2) refl.: Das Getreide mahlt sich ein, verliert am Gewicht durchs Mahlen. Fórt-: weiter mahlen: Auf ihren Zwangmühlen f. Klinger Teutsch. 387. Ver-:
1) durch Mahlen in Mehl etc. verwandeln, s. auch auf-m.: Weizen zu Schrot, zu feinem Mehl v.; Zum V. von Kalk, Zuschlag, Kohlen u. dgl. Karmarsch 2, 705.
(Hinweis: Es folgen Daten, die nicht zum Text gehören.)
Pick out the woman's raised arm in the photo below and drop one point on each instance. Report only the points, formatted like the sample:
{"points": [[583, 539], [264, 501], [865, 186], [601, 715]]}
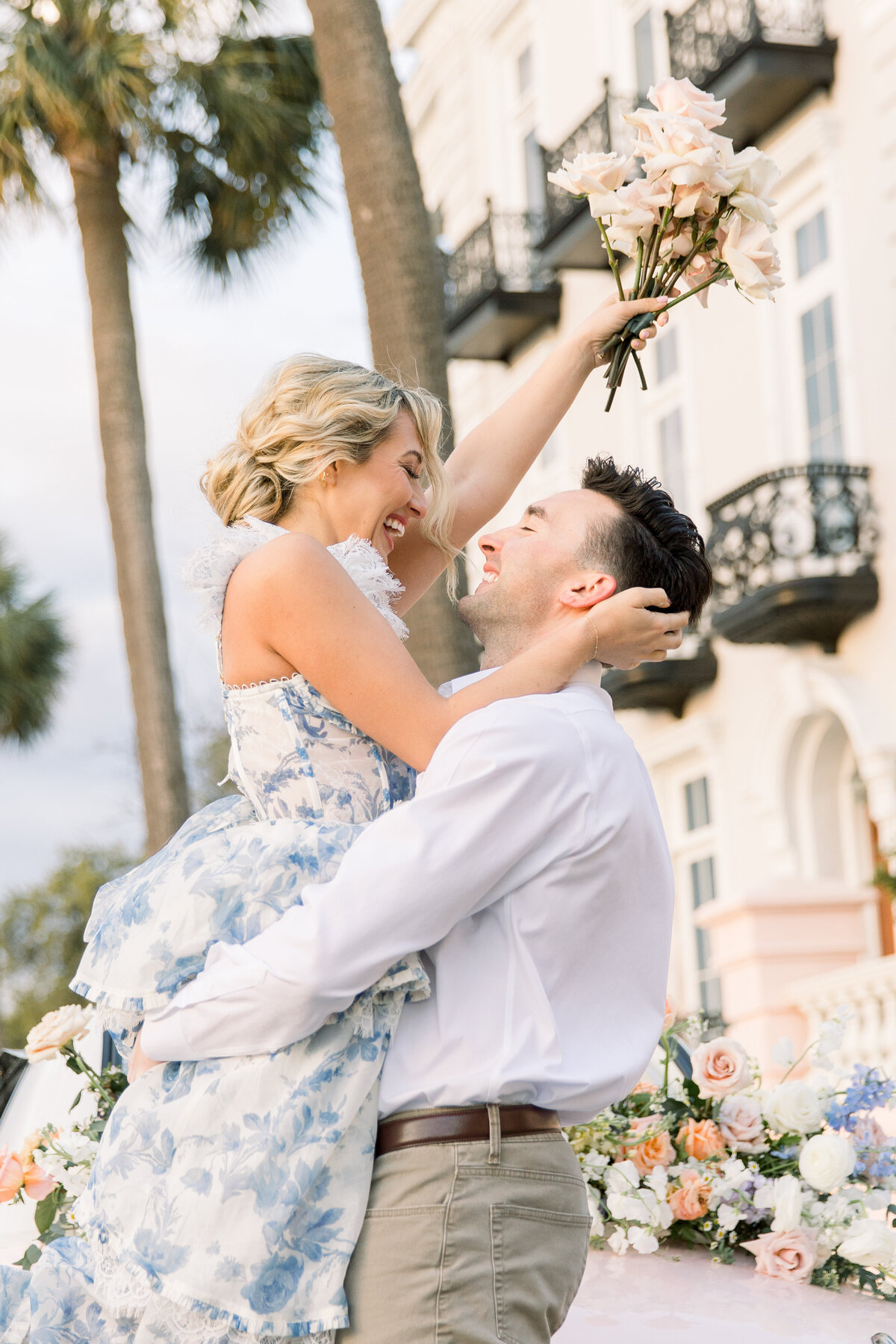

2) durch schlechtes Mahlen verderben, nam. (Papierfabr.): Der Zeug ist auf dem Holländer v., todt gemahlen, zer-m., dazu wohl auch: Er schreibt auf einem vermahlten, verknitterten, ungeleimten Papier. H. 9, 336. Zer-: mahlend zerkleinern: Eine Portion des Stoffes in übertriebenem der Haltbarkeit des Papiers nachtheiligem Grade zu z. (todt zu mahlen). Karmarsch 2, 789; Daß die Kost wohl gekäuet oder im Mund z. werde. Ryff Sp. 97b. Zū-: s. ab-m. 2 u. ä. m.